After that, they descended
into middle-of-the-road pablum. But when I head that the Doobies were going to
break up and embark on a farewell tour in 1982, I had to go. Mike decided to
tag along. The concert was scheduled for August, about a week before I was
about to head off to college, and it would be the first concert I attended
without adult supervision.
The concert was held at
Blossom Music Center, which was Cleveland’s outdoor amphitheater in Cuyahoga
Falls. Mike and I could afford only the $10 general-admission tickets, so we
had to get there early to get a decent spot on the lawn. Mike drove his mom’s
Dart, and I think we arrived at least an hour before the show started.
We got a good spot, midway
up the hill and just left of center stage, but we ended up in the middle of the
makeout section of the lawn, apparently. We had couples all around us in
various positions of gropage, which was a little tough for this 18-year-old who
was there with his friend and not his hot, new girlfriend.

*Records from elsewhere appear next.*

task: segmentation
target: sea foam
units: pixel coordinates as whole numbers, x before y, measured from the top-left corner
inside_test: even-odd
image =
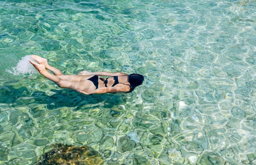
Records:
[[[11,69],[6,69],[6,71],[13,75],[31,75],[38,72],[34,67],[29,63],[29,60],[33,60],[31,55],[27,55],[21,58],[17,65]]]

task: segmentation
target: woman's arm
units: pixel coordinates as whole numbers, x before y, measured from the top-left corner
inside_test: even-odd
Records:
[[[122,72],[111,73],[107,72],[106,71],[98,71],[96,72],[90,72],[88,71],[81,71],[79,72],[79,74],[83,75],[90,75],[91,74],[95,74],[97,76],[117,76],[122,75],[127,75],[126,74]]]
[[[76,90],[76,91],[81,93],[85,94],[104,94],[105,93],[115,93],[118,91],[118,88],[116,87],[103,87],[94,90],[90,92],[85,92],[83,91],[81,91],[80,90]]]

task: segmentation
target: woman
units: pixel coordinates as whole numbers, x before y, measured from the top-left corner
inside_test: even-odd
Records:
[[[64,75],[57,68],[49,65],[46,58],[36,55],[31,56],[38,63],[31,60],[29,60],[29,62],[41,75],[54,82],[59,87],[76,90],[85,94],[130,92],[135,87],[141,85],[144,80],[143,76],[140,74],[128,75],[121,72],[91,73],[82,71],[79,72],[79,75]],[[45,69],[53,72],[54,75],[50,74]],[[98,76],[110,77],[105,79]]]

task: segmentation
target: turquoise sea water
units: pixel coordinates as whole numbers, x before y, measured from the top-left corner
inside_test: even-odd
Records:
[[[0,0],[0,164],[33,164],[61,143],[103,164],[256,164],[256,11],[254,0]],[[17,65],[31,54],[65,74],[145,80],[83,95]]]

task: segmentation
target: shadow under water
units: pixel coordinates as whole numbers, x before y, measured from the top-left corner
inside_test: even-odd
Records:
[[[102,162],[98,152],[87,146],[57,143],[51,147],[54,148],[43,154],[35,165],[99,165]]]

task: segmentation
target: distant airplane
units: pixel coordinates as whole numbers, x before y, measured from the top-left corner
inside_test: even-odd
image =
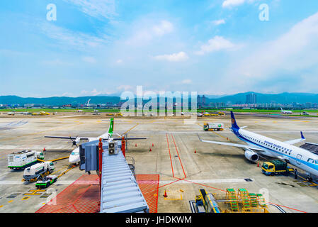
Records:
[[[246,126],[240,128],[237,124],[232,111],[231,111],[231,131],[239,139],[243,140],[247,145],[203,140],[199,136],[200,140],[242,148],[244,150],[245,157],[253,162],[256,162],[259,155],[283,160],[297,168],[305,170],[308,175],[307,180],[309,181],[312,180],[312,175],[318,176],[318,155],[293,145],[305,140],[302,132],[300,132],[301,138],[300,139],[281,142],[244,130],[243,128],[246,128]]]
[[[76,146],[76,148],[75,148],[71,153],[71,155],[69,157],[69,162],[71,164],[75,164],[79,162],[79,148],[77,145],[77,143],[79,143],[81,140],[88,140],[89,142],[98,140],[99,138],[102,138],[103,140],[121,140],[122,136],[119,134],[117,134],[118,135],[120,136],[120,138],[113,138],[113,130],[114,130],[114,118],[110,118],[110,123],[109,125],[108,131],[103,135],[101,135],[98,137],[64,137],[64,136],[47,136],[45,135],[45,138],[58,138],[58,139],[66,139],[66,140],[71,140],[72,143],[74,145]],[[125,140],[145,140],[147,138],[125,138]]]
[[[281,108],[281,107],[280,107],[280,109],[281,109],[280,113],[282,113],[283,114],[293,114],[293,112],[291,111],[284,111],[283,109],[283,108]]]
[[[89,99],[89,101],[85,104],[85,106],[89,107],[89,102],[91,101],[91,99]]]

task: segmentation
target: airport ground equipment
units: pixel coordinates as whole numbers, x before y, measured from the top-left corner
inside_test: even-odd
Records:
[[[200,189],[200,195],[196,196],[195,204],[198,213],[220,213],[219,206],[211,193]]]
[[[223,131],[224,124],[222,123],[205,123],[203,125],[204,131]]]
[[[35,183],[35,187],[38,189],[45,189],[57,180],[57,176],[49,175],[44,177]]]
[[[288,175],[293,172],[294,169],[288,166],[287,163],[280,160],[265,162],[262,165],[262,172],[266,175]]]
[[[8,155],[8,168],[24,170],[25,168],[43,160],[44,154],[35,150],[22,150]]]
[[[119,140],[95,140],[79,148],[80,170],[97,171],[101,213],[148,213],[149,206],[123,153]]]
[[[244,211],[251,211],[251,200],[249,198],[249,192],[246,189],[238,189],[238,197],[239,201],[243,205]]]
[[[234,189],[227,189],[225,197],[229,201],[231,211],[232,212],[238,212],[239,203],[235,190]]]
[[[25,181],[35,181],[40,176],[47,175],[52,173],[54,170],[54,163],[52,162],[38,163],[24,170],[23,179]]]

Actually, it wouldn’t have
made any difference, because Beth, who didn’t like the Doobies, wouldn’t have let
me go at it as hot and heavy as a few of these folks. She certainly wouldn’t have
let me put my hand down her pants, like this one very hot blonde was letting
her boyfriend do almost right in front of us. Man, what a lucky guy.
Aside from the visual
stimulation, it was an excellent concert, by far the best I’d seen up to that
point and still possibly in my top 10. The Doobies played as though it really
was their final hurrah. (It wasn’t, of course, although, they never rekindled
the magic from the Seventies.)
They played for
three-and-a-half hours and did everything off Best of the Doobies I & II. They
played a rollicking version of Steamer Lane Breakdown, which I had come to know
from the bumpers to NFL games on CBS, that featured a wild pedal steel guitar by
John McFee. The ONLY thing they didn’t play, as it turned out, was my favorite
Doobies song, which is still to come.
After the final notes of
China Grove, Mike and I got involved in what we later called the World’s
Largest Traffic Jam. Memory being what it is, the details might be off, but my
recollection is that it took us nearly two hours just to get out of the Blossom
parking lot. It was a ceaseless line of unmoving red taillights. Further
experiences at outdoor amphitheaters where the parking crews head home after
everyone gets into the lot, led me to conclude that I might be exaggerating the
time we spent idling on the gravel of Blossom’s parking lot only marginally.
The horrendous exit didn’t
damper the evening though. We had a great time—I really felt free of parental
restraint and on my own for the first time—and after I got to Wabash and saw
that the final Doobies show was going to be aired on cable TV, I had to tape
it. And this time, I wasn’t surrounded by couples in various throes of passion.